Nor does there seem to be any other merger partners out there who would be a better fit. After all, the history of auto mergers has been littered with car crashes. A merger between Volvo and Renault collapsed in 1994, and the BMW and Rover merger broke down in 2000, mainly because of cultural differences. Chrysler dissolved its “marriage made in heaven” with Daimler Benz last year after efforts at restructuring did not pan out. For two tottering rivals to stumble into bed now looks to be a disaster. “What you have is one big ship that is listing, has pulled up alongside one that’s sinking and proposed that they tie together,” Eric Noble, president of CarLab, an auto industry-consulting firm, told Business Week.

Government Bailout
If merger talks break down, the next stop is likely to be Washington. Letting any of the Big Three – Ford, GM, or Chrysler — collapse could be politically catastrophic, given that the auto industry employs 355,000 workers and supports 4.5 million other jobs. GM alone has 266,000 employees, a 7,000-strong army of dealerships, a string of car parts suppliers, and supports a wide array of industries that feed its manufacturing. Like the airline industry, GM’s failure may well drag down its American competitors, leaving the Big Three to become the Puny Three. Already, the government has approved a $25 billion loan to the industry, and the automakers will not be shy about sticking their hands out for more.

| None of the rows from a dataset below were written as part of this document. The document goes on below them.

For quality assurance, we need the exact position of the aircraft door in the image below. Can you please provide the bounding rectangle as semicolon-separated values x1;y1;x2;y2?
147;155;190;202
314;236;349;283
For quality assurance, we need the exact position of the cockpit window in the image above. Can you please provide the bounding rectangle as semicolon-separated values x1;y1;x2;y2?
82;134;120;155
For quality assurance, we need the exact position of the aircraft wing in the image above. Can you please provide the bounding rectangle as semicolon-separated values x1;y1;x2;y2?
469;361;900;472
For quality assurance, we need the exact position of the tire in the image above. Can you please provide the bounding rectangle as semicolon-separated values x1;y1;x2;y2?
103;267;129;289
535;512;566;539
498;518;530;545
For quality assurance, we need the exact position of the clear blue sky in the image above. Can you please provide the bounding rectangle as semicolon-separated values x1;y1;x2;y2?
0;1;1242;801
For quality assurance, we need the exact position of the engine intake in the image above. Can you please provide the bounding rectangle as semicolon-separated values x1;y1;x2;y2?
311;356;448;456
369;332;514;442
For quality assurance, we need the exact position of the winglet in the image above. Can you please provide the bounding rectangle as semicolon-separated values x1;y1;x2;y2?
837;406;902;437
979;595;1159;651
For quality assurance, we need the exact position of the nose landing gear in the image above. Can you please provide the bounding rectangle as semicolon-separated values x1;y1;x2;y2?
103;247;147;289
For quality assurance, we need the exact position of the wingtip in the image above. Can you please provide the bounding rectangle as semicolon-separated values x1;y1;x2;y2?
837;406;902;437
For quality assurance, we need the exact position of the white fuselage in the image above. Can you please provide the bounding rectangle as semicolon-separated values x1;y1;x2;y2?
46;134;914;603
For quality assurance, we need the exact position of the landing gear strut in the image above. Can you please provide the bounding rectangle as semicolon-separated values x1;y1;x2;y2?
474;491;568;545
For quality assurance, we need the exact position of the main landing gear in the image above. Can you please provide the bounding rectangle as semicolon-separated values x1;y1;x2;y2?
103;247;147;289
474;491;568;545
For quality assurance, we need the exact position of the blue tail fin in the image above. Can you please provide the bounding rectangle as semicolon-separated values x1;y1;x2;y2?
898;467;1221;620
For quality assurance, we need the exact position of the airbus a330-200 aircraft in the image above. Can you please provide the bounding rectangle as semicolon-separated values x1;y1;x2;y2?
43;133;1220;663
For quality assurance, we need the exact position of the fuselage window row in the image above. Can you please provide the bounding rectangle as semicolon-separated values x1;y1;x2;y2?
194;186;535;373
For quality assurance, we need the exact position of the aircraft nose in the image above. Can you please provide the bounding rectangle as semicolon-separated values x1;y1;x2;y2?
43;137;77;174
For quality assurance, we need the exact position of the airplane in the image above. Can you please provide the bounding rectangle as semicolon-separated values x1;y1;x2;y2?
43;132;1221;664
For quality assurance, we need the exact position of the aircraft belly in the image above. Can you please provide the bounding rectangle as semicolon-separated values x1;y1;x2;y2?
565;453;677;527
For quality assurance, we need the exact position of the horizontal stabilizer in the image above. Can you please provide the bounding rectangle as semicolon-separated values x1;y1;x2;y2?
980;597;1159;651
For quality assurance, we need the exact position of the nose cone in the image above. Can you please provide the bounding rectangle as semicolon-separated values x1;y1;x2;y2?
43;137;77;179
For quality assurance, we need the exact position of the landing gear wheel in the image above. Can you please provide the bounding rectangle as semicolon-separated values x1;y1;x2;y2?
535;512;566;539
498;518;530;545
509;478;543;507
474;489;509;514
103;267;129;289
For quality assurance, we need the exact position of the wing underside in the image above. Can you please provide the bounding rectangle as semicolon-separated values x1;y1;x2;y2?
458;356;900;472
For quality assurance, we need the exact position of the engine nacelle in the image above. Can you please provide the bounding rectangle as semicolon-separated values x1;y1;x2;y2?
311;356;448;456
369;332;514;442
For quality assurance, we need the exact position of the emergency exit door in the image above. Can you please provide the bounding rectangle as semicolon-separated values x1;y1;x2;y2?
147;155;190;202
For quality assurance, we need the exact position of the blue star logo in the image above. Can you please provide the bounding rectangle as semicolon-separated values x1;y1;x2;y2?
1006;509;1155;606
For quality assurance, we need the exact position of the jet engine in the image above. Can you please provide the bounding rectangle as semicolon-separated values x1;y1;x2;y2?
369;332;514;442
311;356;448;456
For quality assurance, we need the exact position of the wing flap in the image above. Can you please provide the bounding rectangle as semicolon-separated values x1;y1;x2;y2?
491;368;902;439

But with the financial industry already sucking up half a trillion in taxpayer money, lawmakers may have finally hit the wall in their generosity for Detroit. In July, Merrill Lynch analyst John Murphy said GM needs to raise about $15 billion in cash to shore up liquidity and stave off bankruptcy, a figure that will keep ballooning if auto sales drop 30 percent in October as experts are predicting and GM suffers an anticipated 40 percent plummet in sales. Indeed, a federal cash injection may merely be life support for the sick company, and busting the budget to prop it up only prolongs the pain for everyone involved.

Bankruptcy
Certainly, if banking CEOs were forced to eat their words over raising capital and staying alive, it wouldn’t be surprising if GM eventually came around to putting the Chapter 11 option on the table. A key argument from Detroit against bankruptcy is it could scare buyers away, further eroding GM’s revenue and delaying a turnaround. After all, few would buy a car from a company that may cease to exist at some point in future. But a firm under receivership can use the time, free from debtors, to restructure its cost base. It is up to GM to make the case that its future is intact, and it simply needs a time-out to work through its problems.

There are benefits to Chapter 11. GM may have the breathing space to hammer out more cost reductions with its union workers, speed up consolidation of its dealerships, and work out its obligations with suppliers. The company may also finally get around to dumping outdated brands like Buick and Pontiac. Indeed, many big American companies like Kmart have gone to court to relieve themselves of debt and slough off high-dollar union contracts. For the most part, consumers don’t seem to care — if they even notice. Just a decade ago, it would be hard to imagine anyone willing to fly on a bankrupt airline, but it has become the norm for customers of United Airlines and Northwest, both of which are reorganizing under Chapter 11.

There is little doubt that the U.S. auto industry will soon be reshaped dramatically. Time is running out for Wagoner, who is still trying to hammer out his deal with Chrysler. GM has managed through extremely difficult times to avoid bankruptcy, but it may be its best bet now. After all, how many times in the past few months have we seen taboo become tangible?